Does anyone fondly imagine Nicola Sturgeon wasn’t fully aware of the fact that the £500 ‘gratitude payment’ given to health and social care workers would be subject to the British tax/benefit system? Does anybody seriously suppose she didn’t know that the payment would be taxed? Does anyone honestly think she hadn’t considered the impact on benefits? Whatever else Nicola Sturgeon is, she is neither ignorant nor stupid. She knew!
Just as she knew full well that there would be no exemptions or exceptions. In fact, she was counting on it. This wasn’t generosity. This was politics. It was entirely a ploy to embarrass Boris Johnson. Not a sophisticated ploy. Not even a very clever ploy. Because while Nicola Sturgeon is neither ignorant nor stupid can can at times appear remarkably naive. It was naive to entertain the notion that Boris Johnson could be embarrassed. This is not an individual who feels shame. This is not an individual who is capable of recognising shameful behaviour. Think of the things he’s done. Have you ever seen anything that resembled remorse? Supposing Boris Johnson might be embarrassed by being made to look like Scrooge makes no more sense than imagining he can ever be shamed into respecting Scotland’s democratic will.
The ploy could have backfired badly. Had Boris Johnson been smart and inclined to take the legs out from under her (and assuming he had the powers to do so), he could have responded to her announcement of the £500 bonus by immediately declaring that it would not be subject to tax and what is more, he would direct the the DWP should decline to pursue the benefit deduction which would normally be made. Nicola Sturgeon is not so naive, however, as to think Boris Johnson clever enough to think of such a thing. And she doubtless had a response prepared – probably something along the lines of how she’s forced his hand on this just as she was going force him into granting a Section 30 order if everybody votes SNP next year.
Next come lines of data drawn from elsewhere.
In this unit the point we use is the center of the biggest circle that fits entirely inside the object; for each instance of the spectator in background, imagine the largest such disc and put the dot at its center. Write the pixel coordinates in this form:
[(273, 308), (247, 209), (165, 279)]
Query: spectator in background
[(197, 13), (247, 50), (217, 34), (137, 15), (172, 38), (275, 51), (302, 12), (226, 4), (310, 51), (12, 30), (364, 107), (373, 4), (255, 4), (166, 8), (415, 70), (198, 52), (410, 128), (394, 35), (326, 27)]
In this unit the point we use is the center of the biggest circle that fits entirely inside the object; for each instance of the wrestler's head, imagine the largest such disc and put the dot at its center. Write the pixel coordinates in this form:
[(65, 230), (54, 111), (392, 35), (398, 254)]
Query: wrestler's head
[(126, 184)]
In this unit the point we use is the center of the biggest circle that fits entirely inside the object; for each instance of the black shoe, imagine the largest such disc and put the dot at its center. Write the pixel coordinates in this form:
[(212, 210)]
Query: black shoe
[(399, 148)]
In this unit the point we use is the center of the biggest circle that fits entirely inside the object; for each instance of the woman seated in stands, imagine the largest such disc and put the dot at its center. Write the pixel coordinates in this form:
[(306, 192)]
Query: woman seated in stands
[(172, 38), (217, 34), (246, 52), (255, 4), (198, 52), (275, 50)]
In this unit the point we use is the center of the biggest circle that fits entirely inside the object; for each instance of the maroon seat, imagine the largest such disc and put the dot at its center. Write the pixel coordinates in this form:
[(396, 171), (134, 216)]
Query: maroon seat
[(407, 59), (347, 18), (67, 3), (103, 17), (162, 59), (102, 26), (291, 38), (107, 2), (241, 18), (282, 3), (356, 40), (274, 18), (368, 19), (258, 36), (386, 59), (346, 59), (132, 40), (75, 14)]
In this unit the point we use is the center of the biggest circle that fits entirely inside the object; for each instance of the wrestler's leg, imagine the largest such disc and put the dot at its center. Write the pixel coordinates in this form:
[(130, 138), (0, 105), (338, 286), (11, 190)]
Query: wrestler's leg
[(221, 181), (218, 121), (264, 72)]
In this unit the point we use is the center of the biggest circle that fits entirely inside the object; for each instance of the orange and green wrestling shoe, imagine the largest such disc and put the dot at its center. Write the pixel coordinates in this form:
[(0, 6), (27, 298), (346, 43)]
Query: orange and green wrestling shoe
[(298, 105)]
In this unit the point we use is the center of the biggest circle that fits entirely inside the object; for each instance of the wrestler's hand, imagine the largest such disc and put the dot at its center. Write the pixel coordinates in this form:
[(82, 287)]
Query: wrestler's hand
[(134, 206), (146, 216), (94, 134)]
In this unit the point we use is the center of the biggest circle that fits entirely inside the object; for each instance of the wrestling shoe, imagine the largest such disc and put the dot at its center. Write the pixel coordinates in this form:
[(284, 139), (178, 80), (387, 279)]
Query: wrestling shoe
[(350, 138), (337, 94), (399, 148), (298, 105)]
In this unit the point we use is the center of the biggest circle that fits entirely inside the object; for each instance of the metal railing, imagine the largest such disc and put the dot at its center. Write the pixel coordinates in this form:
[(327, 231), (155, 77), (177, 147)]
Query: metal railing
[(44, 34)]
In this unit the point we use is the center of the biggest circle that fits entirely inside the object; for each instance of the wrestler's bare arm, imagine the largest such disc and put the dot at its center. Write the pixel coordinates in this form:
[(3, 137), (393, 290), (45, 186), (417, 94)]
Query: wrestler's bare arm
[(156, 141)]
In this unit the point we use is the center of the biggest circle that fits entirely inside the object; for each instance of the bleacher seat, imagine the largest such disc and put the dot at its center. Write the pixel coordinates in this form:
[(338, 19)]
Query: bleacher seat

Overall, it was a smart move. Whatever happens, Sturgeon comes out of it favourably. Even an old cynic like myself can be impressed. Not with her good-heartedness, to whatever extent this was a factor. Pleased as I am that the service of these front-line workers is being recognised, that recognition is no more than token. After the ‘generosity’ has been forgotten the social and economic injustice remains of a system which can see the poorest paying a marginal rate of tax in excess of 100%. I’m not deceived. I know there was more of Machiavelli than Rowntree in this move. What pleases me is that it hints at a political adroitness I’ve long had cause to doubt. And maybe some of the ruthlessness Nicola Sturgeon is surely going to need if she is to survive with her legacy intact.